Myths and Facts

Sinha and Raut (2016) detailed some myths and facts. This review is going to focus on the etiology or causes of bedwetting.

  • Genetics – there is a known genetic link if both parents wet the bed their child has a 77% risk of wetting the bed.
  • Sleep Aspects – this is a debatable reason for wetting the bed.  It’s unknown if wetting is more associated with deep or light sleeping without arousal to needing to void.  Having an overactive bladder day and night might make the child less likely to notice the signals of needing to void while they are sleeping. Sleep apnea and snoring are associated with wetting but it’s unclear if it’s because of constant stimuli or increased urine production from abnormal thoracic pressure.
  • Maturational Delay – some studies have shown bedwetting increase in kids with delayed speech and motor performance.  As the brain matures signals are more easily received from the bladder.  Bedwetters have been noted to have smaller functional bladder capacities as well.
  • Nocturnal Polyuria – increased urine production throughout the night due to increased drinking at night, decreased antidiuretic hormone at night or poor response to the hormone.
  • Role of Antidiuretic Hormone – it’s unclear if this hormone is decreased primarily or secondarily.  Bladder distension can trigger increased antidiuretic hormone secretion.
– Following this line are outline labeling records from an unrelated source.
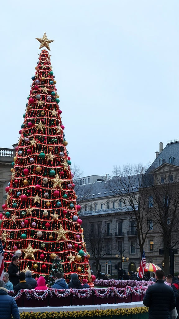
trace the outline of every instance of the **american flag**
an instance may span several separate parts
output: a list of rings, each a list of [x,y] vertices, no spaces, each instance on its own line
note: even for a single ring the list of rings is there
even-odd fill
[[[4,277],[4,256],[1,240],[0,238],[0,280],[3,280]]]
[[[142,257],[140,264],[140,267],[139,270],[139,277],[140,278],[143,278],[144,274],[144,268],[146,267],[146,256],[145,256],[145,252],[144,249],[143,250],[143,253]]]

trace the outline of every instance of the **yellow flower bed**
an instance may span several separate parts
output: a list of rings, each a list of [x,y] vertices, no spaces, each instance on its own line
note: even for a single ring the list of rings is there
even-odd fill
[[[63,311],[60,312],[22,312],[20,314],[20,319],[47,319],[49,318],[57,319],[71,317],[112,316],[112,315],[143,314],[148,312],[146,307],[136,307],[135,308],[119,308],[118,309],[107,309],[106,310],[84,310],[79,311]]]

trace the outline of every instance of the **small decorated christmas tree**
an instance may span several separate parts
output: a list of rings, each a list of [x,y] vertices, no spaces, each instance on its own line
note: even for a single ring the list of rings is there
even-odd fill
[[[49,49],[44,34],[38,39]],[[21,270],[49,274],[54,254],[69,281],[76,272],[82,280],[90,274],[74,190],[71,162],[59,106],[59,96],[46,50],[39,55],[32,77],[20,137],[11,169],[0,235],[7,269],[14,254]]]
[[[48,283],[50,286],[52,286],[54,283],[56,279],[55,277],[55,274],[59,271],[61,272],[63,274],[63,270],[61,263],[61,261],[59,256],[56,256],[54,259],[54,262],[52,266],[48,281]]]

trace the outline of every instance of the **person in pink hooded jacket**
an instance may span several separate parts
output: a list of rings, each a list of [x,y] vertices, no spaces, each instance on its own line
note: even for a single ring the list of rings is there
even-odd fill
[[[48,287],[46,285],[45,283],[44,277],[40,276],[37,280],[37,286],[35,289],[36,290],[46,290],[46,289],[48,289]]]

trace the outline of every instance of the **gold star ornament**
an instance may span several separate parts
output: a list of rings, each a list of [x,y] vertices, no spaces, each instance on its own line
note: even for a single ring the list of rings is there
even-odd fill
[[[25,253],[25,256],[24,259],[26,259],[28,257],[31,257],[32,259],[35,260],[35,257],[34,254],[39,251],[39,249],[33,249],[31,244],[30,243],[27,248],[25,248],[24,249],[22,249],[21,250],[23,253]]]
[[[41,43],[39,48],[39,49],[41,49],[42,48],[43,48],[44,47],[45,47],[45,48],[47,48],[47,49],[48,49],[49,51],[50,51],[50,47],[49,46],[49,43],[51,43],[52,42],[53,42],[54,40],[49,40],[49,39],[47,38],[47,37],[46,35],[46,33],[45,32],[45,33],[42,39],[39,39],[39,38],[36,38],[35,39]]]
[[[54,233],[55,234],[57,234],[57,238],[56,241],[56,242],[58,242],[58,241],[59,241],[60,239],[67,240],[66,234],[68,232],[68,230],[64,230],[61,225],[61,224],[60,226],[60,229],[58,230],[54,231]]]
[[[69,259],[70,263],[73,263],[73,262],[75,261],[75,256],[73,256],[71,251],[70,256],[67,256],[67,258],[68,258]]]

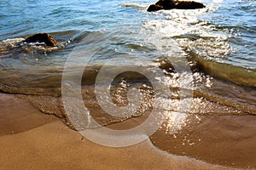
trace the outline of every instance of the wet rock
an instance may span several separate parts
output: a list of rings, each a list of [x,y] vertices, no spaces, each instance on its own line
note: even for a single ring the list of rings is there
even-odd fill
[[[44,42],[46,46],[56,46],[57,41],[47,33],[38,33],[27,37],[25,42]]]
[[[159,0],[155,4],[151,4],[148,8],[148,11],[154,12],[161,9],[169,10],[172,8],[195,9],[203,8],[205,7],[206,6],[203,3],[195,1]]]

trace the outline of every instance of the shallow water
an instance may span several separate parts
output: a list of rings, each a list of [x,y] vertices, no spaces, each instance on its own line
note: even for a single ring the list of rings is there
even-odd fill
[[[205,0],[203,9],[148,13],[153,3],[1,1],[0,90],[21,94],[41,111],[62,116],[61,92],[82,84],[84,105],[101,126],[140,116],[156,105],[163,116],[180,113],[172,125],[177,130],[188,114],[255,115],[255,1]],[[58,46],[22,42],[37,32],[49,33]],[[121,118],[104,116],[95,89],[103,101],[131,103],[134,112]],[[255,166],[248,162],[237,165]]]

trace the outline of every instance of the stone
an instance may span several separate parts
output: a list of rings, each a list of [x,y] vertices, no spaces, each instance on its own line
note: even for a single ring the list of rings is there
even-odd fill
[[[172,8],[177,9],[195,9],[203,8],[206,6],[201,3],[195,1],[175,1],[175,0],[159,0],[155,4],[151,4],[147,11],[154,12],[161,9],[170,10]]]
[[[55,47],[57,45],[57,41],[47,33],[38,33],[27,37],[25,42],[44,42],[46,46]]]

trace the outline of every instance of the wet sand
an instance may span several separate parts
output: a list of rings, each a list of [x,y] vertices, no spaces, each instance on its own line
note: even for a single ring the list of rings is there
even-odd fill
[[[230,169],[167,154],[149,140],[125,148],[98,145],[28,101],[9,94],[0,98],[5,126],[0,169]]]

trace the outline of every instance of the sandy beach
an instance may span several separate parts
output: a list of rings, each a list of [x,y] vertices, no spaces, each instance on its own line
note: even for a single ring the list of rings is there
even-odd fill
[[[149,139],[125,148],[102,146],[28,101],[12,94],[0,99],[0,169],[230,169],[172,156]]]

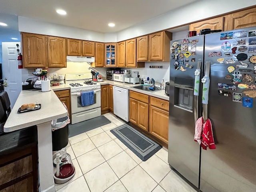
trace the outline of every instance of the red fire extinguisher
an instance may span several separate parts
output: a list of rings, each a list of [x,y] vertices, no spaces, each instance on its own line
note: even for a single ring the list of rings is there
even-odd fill
[[[22,69],[23,68],[22,66],[22,55],[20,53],[19,53],[18,56],[18,66],[19,69]]]

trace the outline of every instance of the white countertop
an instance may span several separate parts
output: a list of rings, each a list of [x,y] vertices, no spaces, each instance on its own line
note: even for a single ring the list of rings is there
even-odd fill
[[[52,90],[42,92],[41,90],[32,90],[21,91],[4,124],[4,132],[50,122],[68,114],[68,112]],[[36,104],[37,101],[42,105],[41,109],[24,113],[17,113],[22,104]]]
[[[111,85],[118,87],[124,88],[132,91],[136,91],[139,93],[143,93],[146,95],[150,95],[153,97],[157,97],[160,99],[164,99],[165,100],[169,100],[169,96],[167,96],[165,94],[164,90],[161,90],[160,91],[155,91],[154,92],[149,92],[148,91],[141,90],[140,89],[133,88],[132,87],[140,85],[140,84],[130,84],[127,83],[122,83],[118,82],[117,81],[110,81],[109,80],[104,80],[102,82],[97,82],[100,84],[101,85]],[[68,85],[65,84],[60,85],[59,86],[52,86],[51,87],[51,89],[54,91],[58,91],[60,90],[65,90],[66,89],[70,89],[70,88]]]
[[[98,82],[100,85],[111,85],[118,87],[124,88],[131,91],[136,91],[139,93],[143,93],[146,95],[150,95],[153,97],[157,97],[160,99],[164,99],[165,100],[169,100],[169,96],[167,96],[165,94],[165,91],[164,90],[161,90],[160,91],[155,91],[154,92],[149,92],[148,91],[144,91],[140,89],[133,88],[132,87],[140,85],[140,84],[130,84],[127,83],[122,83],[121,82],[118,82],[117,81],[110,81],[109,80],[103,80],[102,82]]]

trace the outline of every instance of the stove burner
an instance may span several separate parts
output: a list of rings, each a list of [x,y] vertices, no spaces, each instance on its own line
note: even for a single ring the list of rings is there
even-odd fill
[[[92,82],[92,81],[85,81],[84,83],[88,85],[92,85],[97,84],[96,83],[94,83],[93,82]]]
[[[70,86],[72,86],[72,87],[79,87],[80,86],[82,86],[83,85],[82,85],[82,84],[80,84],[80,83],[70,83],[69,85],[70,85]]]

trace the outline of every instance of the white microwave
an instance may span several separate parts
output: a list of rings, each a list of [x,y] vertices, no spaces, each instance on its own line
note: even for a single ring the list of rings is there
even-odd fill
[[[130,74],[114,74],[113,80],[119,82],[124,82],[124,78],[130,77]]]

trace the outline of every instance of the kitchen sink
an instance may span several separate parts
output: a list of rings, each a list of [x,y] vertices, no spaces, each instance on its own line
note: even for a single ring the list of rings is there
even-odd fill
[[[163,89],[160,88],[160,87],[155,86],[154,90],[150,90],[149,88],[150,87],[150,86],[149,85],[138,85],[132,87],[132,88],[135,88],[136,89],[140,89],[140,90],[143,90],[144,91],[149,91],[150,92],[154,92],[155,91],[160,91],[160,90],[162,90]]]

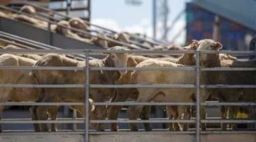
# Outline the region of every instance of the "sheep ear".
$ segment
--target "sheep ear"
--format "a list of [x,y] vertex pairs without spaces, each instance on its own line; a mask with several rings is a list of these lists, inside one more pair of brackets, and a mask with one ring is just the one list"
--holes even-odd
[[220,50],[220,49],[222,48],[223,45],[222,45],[222,44],[220,44],[220,43],[219,43],[219,42],[215,42],[215,48],[216,48],[216,49]]
[[92,109],[90,110],[91,111],[93,111],[95,110],[95,106],[92,105]]
[[199,44],[199,41],[197,40],[192,40],[193,43]]
[[182,50],[188,50],[190,48],[182,48],[181,49],[182,49]]

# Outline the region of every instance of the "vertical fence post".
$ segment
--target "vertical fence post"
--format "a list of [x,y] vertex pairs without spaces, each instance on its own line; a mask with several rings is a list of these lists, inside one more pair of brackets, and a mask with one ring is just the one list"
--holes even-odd
[[50,45],[53,45],[53,35],[52,35],[52,33],[51,33],[51,29],[50,29],[50,27],[51,27],[51,24],[50,22],[48,23],[48,33],[49,33],[49,35],[48,35],[48,44]]
[[200,142],[200,67],[199,51],[196,53],[196,141]]
[[[78,59],[78,55],[74,55],[74,59],[76,60]],[[76,109],[73,109],[73,119],[76,119],[78,118],[77,116],[77,110]],[[77,124],[73,123],[73,131],[76,131],[78,127],[77,127]]]
[[89,142],[89,50],[85,50],[85,141]]

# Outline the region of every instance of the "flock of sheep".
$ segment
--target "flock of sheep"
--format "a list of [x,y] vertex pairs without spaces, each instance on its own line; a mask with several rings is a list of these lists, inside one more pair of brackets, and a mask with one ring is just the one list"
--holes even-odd
[[[33,6],[24,6],[21,11],[37,16],[37,12]],[[0,11],[0,16],[32,23],[35,26],[48,29],[48,22],[28,16],[24,14],[16,14],[7,11]],[[79,18],[72,18],[68,21],[60,21],[57,24],[51,24],[51,31],[70,37],[86,43],[97,44],[107,50],[126,50],[141,49],[137,45],[131,44],[129,35],[120,33],[110,36],[97,33],[97,37],[92,37],[80,32],[78,29],[90,33],[88,26]],[[105,40],[105,39],[108,39]],[[120,41],[130,45],[127,47],[112,40]],[[148,50],[218,50],[222,45],[212,40],[204,39],[193,40],[189,45],[181,48],[176,45],[169,47],[154,45],[147,42],[142,44]],[[13,45],[2,47],[5,49],[20,48]],[[103,60],[90,60],[89,65],[84,61],[78,61],[68,58],[64,55],[10,55],[0,56],[1,66],[58,66],[58,67],[190,67],[196,65],[195,55],[184,53],[181,56],[160,58],[162,56],[142,56],[127,53],[107,53]],[[229,54],[201,54],[200,62],[202,67],[255,67],[256,60],[238,61]],[[75,70],[0,70],[1,84],[83,84],[85,80],[84,71]],[[99,70],[90,72],[90,84],[194,84],[196,74],[193,71],[186,70]],[[255,71],[206,71],[201,72],[201,84],[255,84]],[[0,88],[1,102],[83,102],[85,88]],[[209,98],[217,99],[220,102],[255,102],[255,89],[201,89],[200,102],[204,102]],[[90,102],[125,102],[132,99],[137,102],[195,102],[196,89],[192,88],[91,88],[90,89]],[[85,117],[84,106],[69,106],[76,109]],[[0,106],[0,119],[4,106]],[[122,106],[92,106],[90,104],[90,120],[117,119]],[[190,106],[166,106],[169,119],[190,119],[191,108]],[[220,106],[221,119],[225,119],[229,109],[229,118],[234,119],[238,113],[238,106]],[[57,119],[58,106],[35,106],[30,108],[33,120],[48,120],[50,111],[52,120]],[[182,110],[182,111],[181,111]],[[129,119],[149,119],[149,106],[131,106],[128,109]],[[182,114],[183,114],[183,116]],[[206,119],[204,106],[200,106],[201,119]],[[151,131],[150,124],[143,124],[145,131]],[[104,124],[90,124],[97,127],[97,131],[104,131]],[[35,131],[48,131],[47,124],[34,124]],[[236,129],[235,124],[231,125]],[[138,131],[136,124],[130,124],[131,131]],[[110,124],[111,131],[118,131],[117,124]],[[206,130],[205,124],[201,124],[202,130]],[[222,130],[227,126],[221,125]],[[186,131],[188,124],[169,124],[169,131]],[[0,124],[0,131],[1,131]],[[51,124],[51,131],[56,131],[55,124]]]
[[[9,45],[15,48],[13,45]],[[183,50],[218,50],[222,45],[210,39],[193,40]],[[114,46],[108,50],[127,50],[126,48]],[[89,65],[85,61],[78,61],[63,55],[49,53],[43,56],[24,56],[23,55],[4,54],[0,56],[1,66],[54,66],[54,67],[191,67],[196,65],[195,55],[184,53],[178,58],[152,58],[128,53],[106,53],[102,60],[90,60]],[[23,57],[22,57],[23,56]],[[201,67],[255,67],[256,60],[238,61],[230,55],[200,55]],[[84,84],[85,72],[82,70],[0,70],[1,84]],[[92,84],[195,84],[196,74],[188,70],[90,70],[89,82]],[[204,71],[200,74],[201,84],[255,84],[255,71]],[[200,102],[204,102],[210,96],[220,102],[255,102],[255,88],[222,88],[200,89]],[[83,102],[85,88],[1,88],[1,102]],[[90,88],[90,102],[125,102],[128,99],[136,102],[195,102],[194,88]],[[122,106],[92,106],[90,104],[90,120],[114,120]],[[4,106],[0,106],[1,114]],[[69,106],[85,116],[84,106]],[[30,108],[33,120],[48,120],[50,111],[51,119],[57,119],[58,106],[34,106]],[[191,106],[166,106],[169,119],[190,119]],[[238,106],[221,106],[221,119],[225,119],[228,109],[231,119],[235,118]],[[181,111],[182,110],[182,111]],[[130,106],[127,110],[129,119],[149,119],[149,106]],[[206,119],[205,107],[200,106],[201,119]],[[1,115],[0,115],[1,118]],[[97,127],[97,131],[105,131],[104,124],[90,124]],[[117,124],[110,124],[111,131],[118,131]],[[236,125],[231,124],[235,130]],[[34,124],[35,131],[48,131],[47,124]],[[222,124],[221,129],[226,129]],[[144,124],[146,131],[151,131],[150,124]],[[131,131],[138,131],[136,124],[130,124]],[[188,124],[169,124],[169,131],[186,131]],[[206,130],[206,124],[201,124],[201,129]],[[1,131],[1,129],[0,129]],[[51,131],[57,131],[56,126],[51,124]]]
[[[92,36],[92,30],[83,20],[80,18],[71,18],[68,20],[60,20],[57,21],[52,21],[51,18],[46,19],[40,16],[36,9],[28,5],[25,5],[21,8],[21,13],[14,13],[4,9],[0,9],[0,16],[28,23],[40,28],[48,29],[48,22],[51,21],[50,31],[65,36],[75,38],[85,43],[92,43],[102,46],[105,48],[110,48],[113,46],[119,45],[129,49],[142,49],[146,50],[176,50],[181,47],[178,45],[171,45],[170,46],[154,45],[151,43],[144,41],[142,44],[132,43],[132,38],[135,35],[129,35],[126,33],[119,33],[111,34],[105,34],[97,33],[97,36]],[[23,14],[23,13],[26,14]],[[87,33],[87,34],[85,33]],[[132,36],[132,37],[131,37]],[[107,40],[106,40],[107,39]],[[115,41],[121,42],[119,44]],[[124,45],[124,43],[127,45]]]

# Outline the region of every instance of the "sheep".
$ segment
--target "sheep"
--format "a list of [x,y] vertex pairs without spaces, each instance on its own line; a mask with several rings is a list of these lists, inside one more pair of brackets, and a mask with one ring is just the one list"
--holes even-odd
[[[220,50],[222,45],[218,42],[215,42],[210,39],[195,40],[198,43],[198,50]],[[216,54],[201,54],[202,65],[206,67],[256,67],[256,60],[238,61],[232,60],[221,60],[220,55]],[[255,71],[243,71],[242,74],[240,71],[207,71],[206,77],[210,84],[255,84],[256,75]],[[211,97],[223,102],[237,102],[240,101],[255,102],[255,89],[247,88],[222,88],[222,89],[208,89]],[[230,119],[236,117],[238,107],[229,107]],[[220,107],[221,119],[226,119],[227,107]],[[232,124],[233,130],[236,129],[236,124]],[[221,124],[222,130],[226,129],[226,125]]]
[[[85,23],[85,21],[83,21],[83,20],[82,20],[78,17],[71,18],[68,21],[68,23],[70,26],[70,27],[76,29],[82,30],[85,32],[88,32],[90,29],[89,26]],[[78,32],[73,30],[71,30],[71,32],[78,34],[81,38],[90,38],[90,36],[88,36],[87,35],[82,33],[80,32]]]
[[57,27],[54,31],[58,33],[63,34],[69,38],[79,40],[80,41],[83,41],[88,43],[92,43],[94,38],[92,39],[82,38],[79,36],[78,36],[77,34],[72,33],[70,28],[70,26],[69,25],[68,21],[60,21],[59,22],[58,22]]
[[[127,50],[127,49],[120,46],[114,46],[109,50]],[[108,53],[103,60],[91,60],[89,61],[90,67],[126,67],[127,53]],[[48,54],[43,56],[43,59],[37,62],[35,66],[70,66],[70,67],[85,67],[84,61],[77,61],[68,58],[61,57],[56,54]],[[84,71],[70,70],[32,70],[33,77],[37,80],[37,84],[83,84],[85,76]],[[97,70],[90,72],[90,84],[113,84],[118,80],[122,75],[127,73],[126,70],[105,71]],[[113,89],[90,89],[90,96],[92,100],[102,102],[109,97],[107,95],[110,90]],[[41,88],[39,89],[39,99],[37,102],[54,102],[56,97],[63,101],[81,102],[85,100],[83,93],[85,88]],[[46,120],[48,118],[47,111],[49,106],[38,106],[31,108],[33,112],[33,118],[39,120]],[[99,119],[105,119],[106,116],[106,106],[97,106],[96,111]],[[48,131],[47,125],[41,124],[42,131]],[[97,131],[104,131],[104,124],[100,124]]]
[[[214,45],[210,45],[212,48],[209,48],[209,45],[201,44],[199,45],[198,50],[217,50],[221,48],[222,45],[218,42],[213,42]],[[204,62],[205,65],[207,65],[207,62],[209,62],[208,59],[206,58],[206,55],[201,55],[200,62]],[[209,64],[210,65],[210,64]],[[186,67],[185,65],[175,64],[170,62],[162,61],[159,60],[146,60],[138,64],[136,67]],[[189,66],[188,66],[189,67]],[[206,66],[204,66],[206,67]],[[207,67],[207,66],[206,66]],[[137,70],[132,74],[133,77],[134,84],[194,84],[196,82],[196,77],[194,72],[187,72],[187,71],[144,71],[144,70]],[[178,78],[177,78],[178,77]],[[216,78],[217,77],[217,78]],[[215,77],[215,78],[211,78],[213,80],[218,79],[220,77]],[[206,79],[207,78],[207,79]],[[200,82],[201,84],[208,84],[208,82],[212,82],[213,80],[209,80],[208,78],[208,74],[204,73],[204,72],[201,73]],[[214,81],[214,80],[213,80]],[[151,88],[151,89],[144,89],[144,88],[137,88],[139,92],[139,96],[136,100],[137,102],[147,102],[150,101],[154,102],[194,102],[193,97],[195,95],[195,89],[179,89],[179,88]],[[201,89],[201,96],[200,102],[203,102],[209,96],[209,93],[207,92],[207,89]],[[178,95],[176,92],[178,92]],[[182,95],[181,95],[182,94]],[[183,95],[188,95],[184,97]],[[129,110],[129,119],[136,119],[138,114],[140,114],[143,106],[132,106],[128,109]],[[188,107],[184,106],[184,109],[188,113],[186,113],[184,115],[185,119],[190,119],[190,110]],[[200,106],[201,111],[201,119],[206,119],[205,109],[204,106]],[[183,130],[186,131],[188,129],[188,125],[185,124],[183,127]],[[205,124],[201,124],[201,129],[203,131],[206,130]],[[131,124],[132,131],[137,131],[137,127],[136,124]]]
[[[184,50],[196,50],[196,46],[193,44],[191,44],[189,46],[185,47],[183,48]],[[136,65],[142,61],[150,60],[151,58],[146,58],[144,56],[139,56],[139,55],[130,55],[128,57],[127,60],[127,67],[136,67]],[[196,64],[195,59],[193,58],[193,54],[183,54],[181,58],[156,58],[156,60],[165,60],[168,62],[172,62],[175,63],[179,63],[179,64],[183,64],[183,65],[194,65]],[[132,71],[128,71],[127,74],[125,75],[123,75],[122,78],[118,80],[116,83],[118,84],[130,84],[132,80],[131,77]],[[111,99],[111,102],[124,102],[127,100],[129,97],[132,97],[133,99],[135,99],[137,94],[132,96],[135,97],[131,97],[131,94],[133,94],[134,91],[132,89],[124,89],[124,88],[117,88],[117,92],[114,97]],[[172,108],[169,109],[169,111],[170,112],[170,115],[169,114],[169,119],[177,119],[177,111],[175,109],[176,106],[173,106],[175,110],[175,111],[171,113],[171,111],[173,109]],[[118,114],[119,111],[121,110],[122,106],[111,106],[108,108],[108,119],[117,119],[118,116]],[[144,106],[144,108],[145,110],[143,111],[143,113],[140,115],[140,117],[143,119],[149,119],[149,114],[146,114],[150,111],[150,108],[149,106]],[[171,115],[174,115],[171,116]],[[172,124],[169,124],[169,130],[172,130],[173,126]],[[151,131],[151,127],[149,124],[144,124],[144,126],[146,131]],[[177,125],[174,126],[175,127],[175,130],[178,130],[179,128]],[[113,131],[117,131],[117,124],[111,124],[111,130]]]
[[[22,49],[21,48],[18,47],[14,45],[8,45],[4,48],[4,49]],[[42,59],[42,56],[38,55],[33,55],[33,54],[21,54],[21,55],[16,55],[33,59],[34,60],[39,60]]]
[[[31,66],[32,67],[36,62],[36,60],[19,57],[17,55],[4,54],[0,55],[0,66]],[[30,70],[0,70],[1,84],[35,84],[35,81],[30,72]],[[0,88],[0,101],[1,102],[35,102],[38,97],[38,89],[31,87],[23,88]],[[92,102],[92,100],[90,100]],[[58,100],[58,102],[61,102]],[[73,108],[69,106],[70,108]],[[0,106],[0,119],[4,106]],[[50,107],[51,119],[55,120],[57,116],[58,106],[52,106]],[[97,119],[94,106],[90,106],[90,119]],[[92,124],[92,126],[95,126],[95,124]],[[55,124],[51,124],[51,131],[56,131]],[[36,129],[35,131],[37,131]],[[0,125],[0,132],[2,131]]]

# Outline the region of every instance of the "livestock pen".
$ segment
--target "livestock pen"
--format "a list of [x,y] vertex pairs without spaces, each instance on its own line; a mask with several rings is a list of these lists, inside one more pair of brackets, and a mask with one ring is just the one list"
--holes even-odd
[[[200,123],[256,123],[255,120],[212,120],[200,119],[200,105],[211,106],[256,106],[255,102],[200,102],[200,88],[256,88],[256,85],[228,85],[228,84],[215,84],[202,85],[200,83],[199,75],[201,71],[217,71],[217,70],[239,70],[239,71],[253,71],[255,67],[236,67],[236,68],[202,68],[199,65],[199,54],[201,53],[233,53],[233,54],[256,54],[256,51],[175,51],[175,50],[0,50],[0,53],[10,54],[46,54],[55,53],[68,55],[85,55],[85,62],[89,63],[89,55],[100,54],[102,53],[127,53],[139,55],[146,54],[181,54],[181,53],[195,53],[196,64],[196,66],[186,67],[0,67],[1,70],[80,70],[85,72],[85,82],[84,84],[1,84],[0,87],[52,87],[52,88],[85,88],[85,102],[7,102],[0,103],[0,105],[5,106],[50,106],[50,105],[65,105],[65,106],[79,106],[85,105],[86,117],[85,119],[61,119],[56,121],[31,121],[22,119],[5,119],[1,120],[0,124],[85,124],[85,128],[82,131],[61,131],[59,132],[3,132],[0,134],[1,141],[170,141],[170,139],[175,141],[255,141],[256,139],[255,131],[201,131]],[[195,71],[196,75],[196,84],[90,84],[89,83],[89,70],[188,70]],[[127,120],[118,119],[114,120],[89,120],[89,88],[196,88],[196,102],[93,102],[92,105],[144,105],[144,106],[178,106],[178,105],[195,105],[196,106],[196,120],[167,120],[165,118],[149,120]],[[196,130],[188,131],[152,131],[137,132],[122,131],[95,131],[89,129],[89,122],[91,123],[195,123]]]

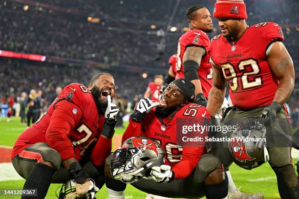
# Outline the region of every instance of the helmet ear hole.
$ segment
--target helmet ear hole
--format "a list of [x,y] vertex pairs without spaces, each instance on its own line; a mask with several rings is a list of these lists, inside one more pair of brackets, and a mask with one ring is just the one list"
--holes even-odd
[[141,158],[140,159],[144,162],[148,161],[148,160],[150,159],[149,157],[143,157]]

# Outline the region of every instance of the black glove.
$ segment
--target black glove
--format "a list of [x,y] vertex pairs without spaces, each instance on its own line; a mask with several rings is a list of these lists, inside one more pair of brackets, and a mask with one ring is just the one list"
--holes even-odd
[[269,126],[272,124],[276,118],[276,114],[281,110],[281,106],[277,101],[273,101],[268,107],[265,108],[263,110],[262,115],[265,117],[264,119],[265,126]]
[[207,99],[202,93],[198,93],[196,95],[196,98],[194,102],[205,107],[207,107],[207,104],[208,103]]
[[144,119],[147,113],[150,111],[153,107],[158,106],[159,104],[160,103],[158,102],[153,103],[150,100],[147,98],[142,98],[140,99],[130,117],[133,121],[141,122]]
[[82,169],[81,165],[78,162],[74,162],[71,163],[68,170],[72,179],[79,184],[82,184],[88,178],[88,174]]
[[164,90],[166,89],[166,88],[167,88],[167,86],[168,86],[168,84],[163,84],[163,85],[162,85],[161,88],[160,89],[160,94],[163,93],[163,92],[164,92]]

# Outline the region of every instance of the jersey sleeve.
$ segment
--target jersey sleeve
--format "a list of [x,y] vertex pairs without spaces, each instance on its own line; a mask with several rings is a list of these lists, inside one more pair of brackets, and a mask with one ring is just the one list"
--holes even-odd
[[77,105],[66,100],[55,105],[45,134],[47,143],[57,151],[63,161],[75,158],[68,135],[80,120],[82,111]]
[[184,39],[186,40],[186,48],[189,46],[202,47],[206,50],[210,44],[207,33],[199,30],[191,30],[186,32]]

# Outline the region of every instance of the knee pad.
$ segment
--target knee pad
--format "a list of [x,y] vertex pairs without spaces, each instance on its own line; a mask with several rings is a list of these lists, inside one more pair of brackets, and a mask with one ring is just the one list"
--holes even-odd
[[43,150],[43,160],[52,163],[56,170],[59,169],[61,164],[61,156],[57,151],[50,147],[47,147]]
[[209,173],[216,169],[221,169],[221,163],[219,159],[212,154],[205,154],[197,164],[197,168],[201,180],[203,182]]

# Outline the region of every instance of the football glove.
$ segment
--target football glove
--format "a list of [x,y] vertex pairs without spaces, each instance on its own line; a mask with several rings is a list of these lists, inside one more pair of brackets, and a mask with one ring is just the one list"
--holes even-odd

This would explain the high volume of urine but not the inability to wake up to the signal of needing to void.
  • Psychosocial Factors – bedwetters have an increased odds of also having attention deficit disorder by 2.88 times. It’s unclear which one impacts the other.
  • Adverse event to medications – the few medications that could increase the chance of wetting are lithium, valproic acid, clozapine, and theophylline.

My opinion: It’s important to get to the root of why bedwetting is happening when it is a new symptom.  If they’ve had 6 months of previous dry nights, I really want to investigate what triggered this new problem.  When it has happened all of their lives the exact cause is less important to me. Resolution is where I put all of my focus initially.  If they have a normal urinalysis, no daytime symptoms, and they’ve wet all of their lives, I focus on healing their bladder, improving their sleep, increasing daytime hydration, and then focusing on the difficulty to sense signals from their bladder. If they are not improving after 3-6 months of treatment then I question whether they need a sleep study, more diagnostics or considering a  medication change if the are on a possibly adverse medication.

Sinha, R., & Raut, S. (2016). Management of nocturnal enuresis – myths and facts. World Journal of Nephrology,5(4), 328.